BM: Certainly, entrepreneurship is thriving in China. A great example of this is in the technology sector where privately formed companies like Alibaba and Tencent have become global brands. In the asset management sector, we do not yet see a Chinese equivalent of BlackRock or Bridgewater, but the sector is growing rapidly. In June 2013, the “Funds Law” was extended to cover non-public funds (hedge funds),and that opened the floodgates. Since 2013, the number of Chinese hedge funds has exploded to a peak of 25,000. Many of these were shells or “phantom funds” that were not managing real assets and the Asset Management Association of China (AMAC) is in the process of shutting these down and raising the regulatory bar with new risk management and professional qualification requirements. But to return to your question, this illustrates that the entrepreneurial spirit is alive and well.
GW: What else is going to impact the growth of the Chinese hedge fund industry?
BM: I believe that more western awareness of Chinese capital markets (both the stock and bond markets) will impact the growth of Chinese hedge funds and asset management more broadly.

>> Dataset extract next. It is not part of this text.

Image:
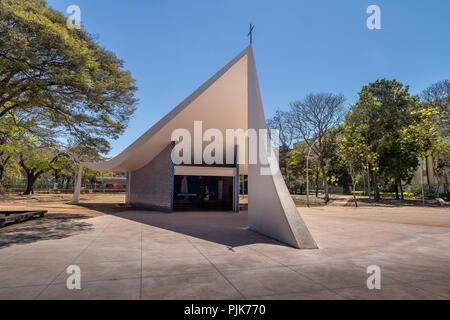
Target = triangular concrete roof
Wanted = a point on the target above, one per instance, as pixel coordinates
(228, 100)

The Chinese equity market is already the second largest in the world, and the Chinese bond market is now number three. MSCI, recently announced that beginning in June 2018 it will include Chinese A shares in the MSCI Emerging Markets Index and the MSCI ACWI (All Country World) Index. With this, Chinese financial markets are becoming more and more relevant globally. The managers that will be best situated to manage Chinese stock and bond portfolios will be those in country with better access to information.
GW: How about western fund managers, how can they get into this picture?
BM: To be a truly global asset manager in the future, firms must have a presence in China…and I do mean mainland China and not simply Hong Kong. Some big western firms such as Aberdeen Standard, MAN Group in the UK and Fidelity and Bridgewater in the US have already begun this process. These firms understand the growing importance of China and the opportunity it presents for alpha generation and asset raising. In June of 2016 the laws were relaxed and for the first time made it possible for a foreign asset manager to set up shop in China without a joint venture partner. Firms taking advantage of these new policies can set up in China and receive a license as a Wholly Foreign-Owned Enterprise (WFOE).
GW: What have you got lined up for 2018 to continue facilitating the knowledge sharing between the Chinese and Connecticut hedge fund industries?
BM: Our 2018 initiatives include travelling to Shenzhen to attend the opening ceremony of the Shenzhen-Hong Kong Fund town, and working with the Hong Kong Exchange and China Merchant Securities to conduct US road shows to explain the China opportunity to our local fund managers. In addition, we are organising the Greenwich Forum conference as a sort of “Davos for hedge funds” and we hope to have many of our Chinese fiends in attendance. Finally I am speaking with local universities about creating a new executive level training program in “Hedge Fund Entreprenuership”, and we hope to have that ready by as early as this June. It is truly exciting to be witnessing this growth first hand, and to be playing a small part in it. Through the offices of the CTHFA as well as my firm, Global Alpha Research, I will continue to work on building bridges between China and the west.